טכניון מכון טכנולוגי לישראל
הטכניון מכון טכנולוגי לישראל - בית הספר ללימודי מוסמכים  
M.Sc Thesis
M.Sc StudentJonathan Charbit
SubjectOn p-Groups and K-Admissibility
DepartmentDepartment of Mathematics
Supervisor Full Professor Sonn Jack


Abstract

Let K be a field, L a finite extension of K and G a finite group. L is said to be  K-adequate if there is a division algebra D finite dimensional and central over K containing L as a maximal subfield. We say that G is K-admissible if there is a Galois extension L/K with Galois group G such that L is K-adequate.


In the case of number fields, K-admissibility could be characterized by an arithmetic criterion: G is K-admissible if and only if there exists a Galois extension L/K with Galois group G such that for every prime p that divides the order of G, there are two primes of K such that their local Galois group contains a p-Sylow subgroup of G.

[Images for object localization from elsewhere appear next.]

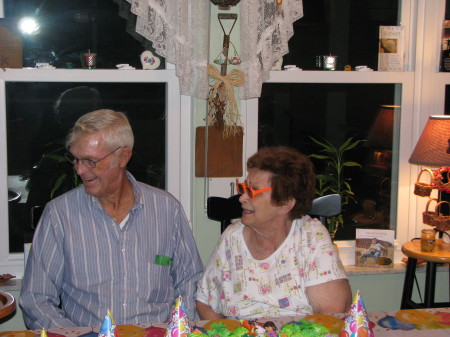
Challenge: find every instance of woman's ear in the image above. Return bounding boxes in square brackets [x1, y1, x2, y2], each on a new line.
[280, 198, 296, 214]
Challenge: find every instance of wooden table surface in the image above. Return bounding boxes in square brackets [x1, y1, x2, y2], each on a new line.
[401, 239, 450, 263]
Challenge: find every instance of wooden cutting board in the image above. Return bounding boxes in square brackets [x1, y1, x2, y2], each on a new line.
[195, 126, 243, 177]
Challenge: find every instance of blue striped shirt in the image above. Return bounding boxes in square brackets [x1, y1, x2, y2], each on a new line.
[20, 172, 203, 329]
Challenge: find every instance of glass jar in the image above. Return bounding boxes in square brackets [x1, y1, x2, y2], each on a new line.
[421, 229, 436, 252]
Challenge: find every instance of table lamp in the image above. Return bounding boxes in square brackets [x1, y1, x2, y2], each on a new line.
[409, 115, 450, 234]
[366, 105, 399, 174]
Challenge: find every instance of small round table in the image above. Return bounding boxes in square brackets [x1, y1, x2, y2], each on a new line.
[400, 239, 450, 309]
[0, 290, 16, 321]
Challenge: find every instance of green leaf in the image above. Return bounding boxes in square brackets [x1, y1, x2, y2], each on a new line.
[343, 161, 362, 167]
[50, 174, 67, 199]
[43, 153, 67, 164]
[309, 154, 331, 160]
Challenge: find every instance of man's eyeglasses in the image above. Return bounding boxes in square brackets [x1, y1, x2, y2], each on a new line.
[236, 179, 273, 199]
[65, 147, 122, 169]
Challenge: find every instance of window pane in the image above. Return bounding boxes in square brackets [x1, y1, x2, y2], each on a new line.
[7, 82, 166, 252]
[259, 83, 400, 240]
[2, 0, 164, 69]
[283, 0, 399, 70]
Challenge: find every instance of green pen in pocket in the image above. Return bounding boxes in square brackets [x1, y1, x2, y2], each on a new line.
[155, 255, 173, 266]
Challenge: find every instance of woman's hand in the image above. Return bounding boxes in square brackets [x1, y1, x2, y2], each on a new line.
[196, 300, 226, 320]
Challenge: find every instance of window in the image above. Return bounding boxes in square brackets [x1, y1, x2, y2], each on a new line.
[0, 0, 189, 277]
[2, 0, 164, 69]
[256, 0, 401, 241]
[7, 82, 166, 253]
[259, 83, 400, 240]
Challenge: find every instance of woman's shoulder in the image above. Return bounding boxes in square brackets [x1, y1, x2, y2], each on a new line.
[294, 215, 328, 232]
[220, 220, 245, 239]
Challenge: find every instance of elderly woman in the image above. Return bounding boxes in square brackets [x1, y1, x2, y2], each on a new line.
[196, 146, 352, 320]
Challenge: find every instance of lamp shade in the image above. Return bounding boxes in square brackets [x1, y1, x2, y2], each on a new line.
[367, 105, 399, 148]
[409, 115, 450, 167]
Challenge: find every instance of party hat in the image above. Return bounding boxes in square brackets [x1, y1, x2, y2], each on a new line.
[40, 328, 48, 337]
[99, 310, 116, 337]
[165, 296, 191, 337]
[340, 290, 374, 337]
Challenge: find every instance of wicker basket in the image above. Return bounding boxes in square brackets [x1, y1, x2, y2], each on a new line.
[432, 201, 450, 232]
[414, 168, 434, 197]
[423, 198, 438, 225]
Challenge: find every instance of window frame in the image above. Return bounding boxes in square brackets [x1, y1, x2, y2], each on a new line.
[0, 68, 191, 277]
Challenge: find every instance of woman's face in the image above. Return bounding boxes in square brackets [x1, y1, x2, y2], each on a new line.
[239, 168, 286, 229]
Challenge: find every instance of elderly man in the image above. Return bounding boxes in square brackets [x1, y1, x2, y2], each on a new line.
[20, 109, 203, 329]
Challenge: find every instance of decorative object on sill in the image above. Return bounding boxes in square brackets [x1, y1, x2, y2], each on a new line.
[35, 62, 55, 69]
[210, 0, 241, 10]
[344, 65, 352, 71]
[409, 115, 450, 235]
[315, 55, 338, 70]
[283, 65, 301, 71]
[140, 50, 160, 70]
[322, 55, 337, 70]
[355, 229, 394, 268]
[81, 50, 97, 69]
[355, 65, 374, 71]
[116, 64, 136, 70]
[378, 26, 405, 71]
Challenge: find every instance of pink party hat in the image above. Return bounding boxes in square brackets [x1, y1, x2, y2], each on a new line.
[339, 290, 374, 337]
[99, 310, 117, 337]
[165, 296, 191, 337]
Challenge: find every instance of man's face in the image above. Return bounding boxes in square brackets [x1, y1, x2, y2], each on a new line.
[69, 133, 123, 199]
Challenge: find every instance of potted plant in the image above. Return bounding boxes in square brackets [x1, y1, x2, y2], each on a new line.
[309, 136, 364, 240]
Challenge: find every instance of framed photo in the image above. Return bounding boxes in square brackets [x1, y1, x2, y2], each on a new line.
[355, 229, 395, 268]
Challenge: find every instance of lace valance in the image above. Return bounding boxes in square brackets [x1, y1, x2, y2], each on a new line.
[126, 0, 303, 100]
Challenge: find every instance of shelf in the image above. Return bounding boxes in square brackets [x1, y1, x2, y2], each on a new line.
[267, 70, 414, 84]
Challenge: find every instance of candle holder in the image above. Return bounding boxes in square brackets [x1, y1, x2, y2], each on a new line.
[81, 52, 97, 69]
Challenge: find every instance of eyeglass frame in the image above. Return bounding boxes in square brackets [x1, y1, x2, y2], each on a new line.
[236, 179, 273, 199]
[65, 146, 122, 168]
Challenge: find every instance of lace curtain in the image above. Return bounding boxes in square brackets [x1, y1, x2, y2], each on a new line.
[125, 0, 303, 100]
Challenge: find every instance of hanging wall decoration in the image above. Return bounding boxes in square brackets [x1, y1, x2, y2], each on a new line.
[210, 0, 241, 10]
[195, 13, 245, 177]
[207, 13, 245, 138]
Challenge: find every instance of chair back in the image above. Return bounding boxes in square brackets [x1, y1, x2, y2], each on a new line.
[207, 194, 242, 233]
[309, 194, 342, 225]
[207, 193, 341, 232]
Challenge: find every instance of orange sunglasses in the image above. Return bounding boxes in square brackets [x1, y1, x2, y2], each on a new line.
[236, 179, 273, 199]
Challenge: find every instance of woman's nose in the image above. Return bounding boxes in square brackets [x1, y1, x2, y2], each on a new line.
[239, 192, 249, 203]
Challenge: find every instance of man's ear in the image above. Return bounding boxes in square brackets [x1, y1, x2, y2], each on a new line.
[119, 147, 132, 167]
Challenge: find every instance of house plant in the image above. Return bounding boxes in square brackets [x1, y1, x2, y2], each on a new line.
[309, 136, 364, 240]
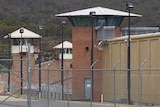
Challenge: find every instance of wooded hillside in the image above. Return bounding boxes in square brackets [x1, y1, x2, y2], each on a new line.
[0, 0, 159, 61]
[0, 0, 159, 37]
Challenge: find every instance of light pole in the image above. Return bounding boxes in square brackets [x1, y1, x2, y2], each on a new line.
[7, 33, 11, 92]
[20, 28, 24, 95]
[126, 2, 133, 104]
[90, 11, 96, 101]
[38, 25, 43, 98]
[61, 20, 66, 100]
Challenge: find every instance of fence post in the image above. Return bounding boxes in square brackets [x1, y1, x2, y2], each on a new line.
[47, 60, 55, 107]
[140, 58, 148, 107]
[113, 60, 121, 107]
[27, 43, 31, 107]
[90, 59, 98, 107]
[66, 60, 74, 107]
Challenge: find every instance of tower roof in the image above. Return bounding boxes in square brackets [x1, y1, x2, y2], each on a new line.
[53, 41, 72, 49]
[4, 27, 42, 39]
[56, 6, 142, 17]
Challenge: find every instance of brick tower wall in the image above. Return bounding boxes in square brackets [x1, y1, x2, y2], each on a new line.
[72, 27, 102, 101]
[11, 52, 73, 94]
[11, 53, 35, 92]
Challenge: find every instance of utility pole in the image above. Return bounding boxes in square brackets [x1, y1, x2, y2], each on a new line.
[61, 20, 66, 100]
[38, 25, 43, 98]
[126, 2, 133, 104]
[90, 11, 96, 101]
[20, 28, 24, 95]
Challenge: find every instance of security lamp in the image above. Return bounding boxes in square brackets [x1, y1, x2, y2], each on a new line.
[61, 20, 66, 25]
[20, 28, 24, 34]
[39, 26, 43, 30]
[90, 11, 96, 16]
[7, 33, 11, 38]
[126, 2, 133, 10]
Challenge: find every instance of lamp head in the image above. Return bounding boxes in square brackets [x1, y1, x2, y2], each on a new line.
[8, 33, 11, 38]
[20, 28, 24, 34]
[61, 20, 66, 25]
[89, 11, 96, 16]
[39, 26, 43, 30]
[126, 2, 133, 10]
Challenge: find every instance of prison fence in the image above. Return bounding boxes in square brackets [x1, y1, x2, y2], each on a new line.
[1, 68, 160, 107]
[26, 68, 160, 106]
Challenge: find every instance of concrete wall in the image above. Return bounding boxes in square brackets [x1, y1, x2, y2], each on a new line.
[102, 33, 160, 105]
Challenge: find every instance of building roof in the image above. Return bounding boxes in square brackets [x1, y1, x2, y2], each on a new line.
[113, 32, 160, 41]
[53, 41, 72, 49]
[55, 6, 142, 17]
[4, 27, 42, 39]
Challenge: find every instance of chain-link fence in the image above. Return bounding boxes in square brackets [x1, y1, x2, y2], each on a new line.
[24, 68, 160, 107]
[1, 65, 160, 107]
[0, 55, 160, 107]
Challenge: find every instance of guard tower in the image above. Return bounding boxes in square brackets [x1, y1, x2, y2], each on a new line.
[56, 6, 141, 101]
[53, 41, 72, 59]
[4, 27, 42, 93]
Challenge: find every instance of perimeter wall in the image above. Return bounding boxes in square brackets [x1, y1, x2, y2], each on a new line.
[102, 33, 160, 105]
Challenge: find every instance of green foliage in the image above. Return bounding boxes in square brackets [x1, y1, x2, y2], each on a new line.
[0, 44, 10, 58]
[0, 66, 7, 73]
[0, 0, 158, 27]
[0, 0, 158, 39]
[44, 24, 60, 37]
[0, 0, 158, 61]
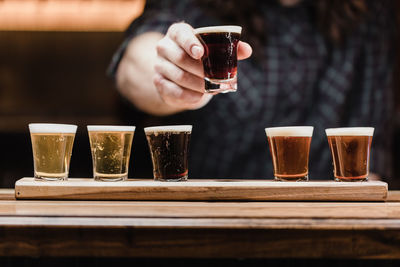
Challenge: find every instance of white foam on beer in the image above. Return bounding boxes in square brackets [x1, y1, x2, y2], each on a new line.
[144, 125, 192, 134]
[325, 127, 374, 136]
[29, 123, 77, 133]
[87, 125, 136, 132]
[265, 126, 314, 137]
[194, 25, 242, 35]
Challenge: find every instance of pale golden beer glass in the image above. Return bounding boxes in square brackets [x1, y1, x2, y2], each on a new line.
[144, 125, 192, 181]
[265, 126, 314, 181]
[29, 123, 77, 181]
[326, 127, 374, 182]
[87, 125, 135, 181]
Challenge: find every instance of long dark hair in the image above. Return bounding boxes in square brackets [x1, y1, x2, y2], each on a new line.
[198, 0, 369, 55]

In this work, we investigate the K-admissibility of some p-groups over number fields. We present basic facts on K-admissibility and we explain why we always have to assume that K contains at least two prime divisors of p. We present theorems of Grunwald-Wang-Hasse and Neukirch regarding Grunwald-Neukirch problems, we describe the structure of the Galois group of the maximal p-extension of a p-adic field, we state a few theorems of Saltman on generic extension theory and we give a basic introduction to embedding problems theory, in particular Brauer embedding problems where a local-global principle holds. Connecting all those facts together, we are led to general results on abelian p-groups and semi-direct product of p-groups.


We also prove, using a local-global principle for Brauer embedding problems, that in the case of groups of order 16 over quadratic number fields, the main conjecture for K-admissibility holds.


Relying on the structure theorem for extra-special p-groups, we show that the main conjecture  for K-admissibility also holds for extra-special p-groups over any number field.


Finally, we introduce the concept of local realizability that allows us to unify a large part of our results and to state new results.